Gelegentlich wird Seeligmüller in der Literatur als Erstbeschreiber der Myotonia congenita sowie der Hereditären Spastischen Spinalparalyse (HSP), bezeichnet (Eulner & Glatzel, 1958; Kreuter, 1996; Ropper, 2009). Bereits 1887 veröffentlichte er in einem seiner Lehrbücher die erste Abbildung für das erst später als Babinski-Zeichen bezeichnete Phänomen (Brigo & Lorusso, 2021). Dabei handelt es sich um ein Pyramidenbahnzeichen, das eine Schädigung des zentralen Motoneurons im Unterschied zum peripheren Motoneuron anzeigt.
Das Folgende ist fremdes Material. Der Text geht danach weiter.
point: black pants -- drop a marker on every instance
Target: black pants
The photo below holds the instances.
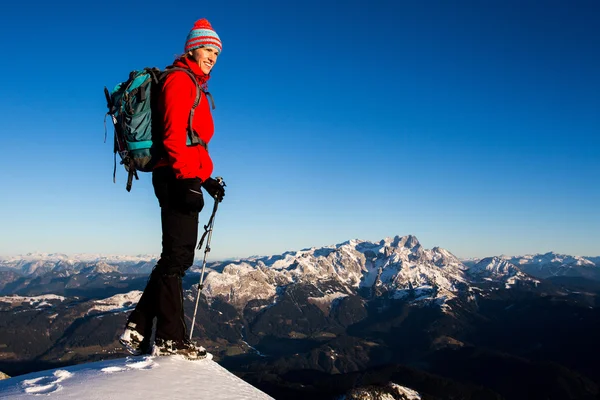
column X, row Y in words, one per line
column 163, row 295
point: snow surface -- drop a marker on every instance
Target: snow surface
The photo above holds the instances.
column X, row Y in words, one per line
column 117, row 303
column 32, row 300
column 131, row 378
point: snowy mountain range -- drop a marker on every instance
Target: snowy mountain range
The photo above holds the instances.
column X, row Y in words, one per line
column 330, row 313
column 537, row 265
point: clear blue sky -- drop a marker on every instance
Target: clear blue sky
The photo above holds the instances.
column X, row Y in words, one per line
column 474, row 125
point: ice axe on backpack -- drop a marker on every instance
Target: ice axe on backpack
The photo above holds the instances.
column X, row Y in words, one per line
column 208, row 228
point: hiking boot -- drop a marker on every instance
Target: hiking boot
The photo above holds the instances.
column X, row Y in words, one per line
column 185, row 347
column 132, row 340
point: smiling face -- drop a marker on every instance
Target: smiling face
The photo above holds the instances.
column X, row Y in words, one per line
column 205, row 57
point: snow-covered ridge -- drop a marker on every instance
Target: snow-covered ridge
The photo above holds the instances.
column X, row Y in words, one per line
column 37, row 264
column 117, row 303
column 132, row 378
column 36, row 301
column 394, row 264
column 79, row 257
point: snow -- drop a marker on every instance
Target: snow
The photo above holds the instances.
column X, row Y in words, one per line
column 117, row 303
column 131, row 378
column 409, row 394
column 38, row 301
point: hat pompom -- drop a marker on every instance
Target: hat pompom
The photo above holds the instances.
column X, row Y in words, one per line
column 203, row 35
column 202, row 24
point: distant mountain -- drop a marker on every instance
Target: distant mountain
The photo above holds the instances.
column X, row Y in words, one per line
column 301, row 323
column 39, row 264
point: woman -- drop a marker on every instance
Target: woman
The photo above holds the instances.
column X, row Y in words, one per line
column 177, row 180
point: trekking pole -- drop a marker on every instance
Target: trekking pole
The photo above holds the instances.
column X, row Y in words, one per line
column 208, row 228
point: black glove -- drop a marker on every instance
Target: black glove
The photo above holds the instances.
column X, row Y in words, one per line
column 214, row 188
column 191, row 194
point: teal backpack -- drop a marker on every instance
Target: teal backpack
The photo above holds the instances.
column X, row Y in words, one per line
column 137, row 125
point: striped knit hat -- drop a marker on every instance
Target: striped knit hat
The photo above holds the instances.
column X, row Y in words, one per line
column 202, row 34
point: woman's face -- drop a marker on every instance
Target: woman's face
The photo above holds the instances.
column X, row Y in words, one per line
column 206, row 57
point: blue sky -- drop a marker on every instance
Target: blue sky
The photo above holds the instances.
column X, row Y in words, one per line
column 473, row 125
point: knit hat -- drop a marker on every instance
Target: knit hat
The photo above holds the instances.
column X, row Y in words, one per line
column 202, row 34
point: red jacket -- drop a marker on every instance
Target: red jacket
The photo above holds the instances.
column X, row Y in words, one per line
column 175, row 104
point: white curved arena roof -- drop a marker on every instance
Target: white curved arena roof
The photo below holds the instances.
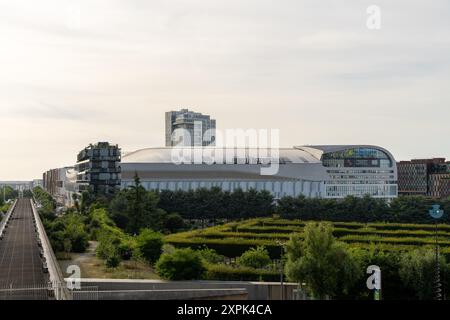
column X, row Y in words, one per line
column 164, row 155
column 297, row 154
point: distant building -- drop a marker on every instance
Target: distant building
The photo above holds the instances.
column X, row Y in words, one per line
column 61, row 183
column 17, row 185
column 332, row 172
column 98, row 168
column 188, row 128
column 38, row 183
column 426, row 177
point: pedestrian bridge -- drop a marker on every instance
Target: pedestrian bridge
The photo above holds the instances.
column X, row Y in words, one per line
column 28, row 267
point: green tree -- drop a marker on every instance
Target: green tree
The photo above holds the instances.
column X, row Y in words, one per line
column 255, row 258
column 181, row 264
column 320, row 261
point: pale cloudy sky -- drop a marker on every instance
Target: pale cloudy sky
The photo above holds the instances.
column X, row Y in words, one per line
column 75, row 72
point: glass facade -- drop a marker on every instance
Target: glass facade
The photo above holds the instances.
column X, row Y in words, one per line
column 360, row 171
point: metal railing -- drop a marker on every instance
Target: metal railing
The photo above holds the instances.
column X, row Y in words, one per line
column 56, row 276
column 5, row 221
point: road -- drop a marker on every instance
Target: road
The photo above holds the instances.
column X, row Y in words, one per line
column 21, row 267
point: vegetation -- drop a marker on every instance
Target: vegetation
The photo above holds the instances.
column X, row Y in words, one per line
column 418, row 272
column 321, row 261
column 149, row 244
column 404, row 209
column 181, row 264
column 233, row 239
column 256, row 258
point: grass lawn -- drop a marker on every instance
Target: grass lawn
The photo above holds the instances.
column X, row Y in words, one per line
column 93, row 267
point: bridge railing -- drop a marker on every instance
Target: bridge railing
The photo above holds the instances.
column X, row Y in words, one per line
column 5, row 221
column 56, row 275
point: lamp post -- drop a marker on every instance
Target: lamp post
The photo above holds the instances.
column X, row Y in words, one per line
column 437, row 213
column 281, row 244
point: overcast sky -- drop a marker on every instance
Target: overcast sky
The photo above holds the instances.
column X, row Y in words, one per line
column 76, row 72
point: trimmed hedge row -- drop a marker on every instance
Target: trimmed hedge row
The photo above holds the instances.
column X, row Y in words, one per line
column 230, row 247
column 338, row 232
column 377, row 225
column 230, row 240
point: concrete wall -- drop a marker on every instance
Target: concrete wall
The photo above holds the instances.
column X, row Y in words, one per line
column 168, row 290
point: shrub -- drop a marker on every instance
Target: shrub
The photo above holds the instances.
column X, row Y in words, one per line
column 173, row 222
column 150, row 243
column 228, row 273
column 255, row 258
column 210, row 255
column 182, row 264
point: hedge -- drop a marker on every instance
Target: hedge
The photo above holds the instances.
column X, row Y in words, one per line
column 229, row 273
column 229, row 247
column 230, row 240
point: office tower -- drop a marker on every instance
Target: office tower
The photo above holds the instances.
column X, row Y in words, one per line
column 98, row 168
column 188, row 128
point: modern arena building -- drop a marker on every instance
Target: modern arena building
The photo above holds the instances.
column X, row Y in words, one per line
column 312, row 171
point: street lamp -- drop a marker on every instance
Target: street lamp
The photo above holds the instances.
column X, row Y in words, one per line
column 281, row 244
column 437, row 213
Seeligmüller publizierte über 70 Arbeiten, hauptsächlich auf dem Gebiet der Neurologie, und verfasste zwei Lehrbücher für Neurologie. Zu dieser Zeit, Ende des 19. Jahrhunderts, entsprach das zweite Lehrbuch (1886/1887) schon weitgehend der heutigen nosologischen neurologischen Klassifikation. Eine Besonderheit dieses Buches war es, dass nicht nur neurologische Erkrankungen besprochen wurden, sondern auch die Neuroanatomie als Grundlage der Neuropathologie dargestellt wurde. Seeligmüller sah sein Buch nicht nur als Lehrbuch für Studierende. Es sollte auch ärztlichen Kollegen nützen, denen ähnlich wie ihm selbst zu ihrer Studienzeit wenig von den neuroanatomischen Grundlagen vermittelt wurde.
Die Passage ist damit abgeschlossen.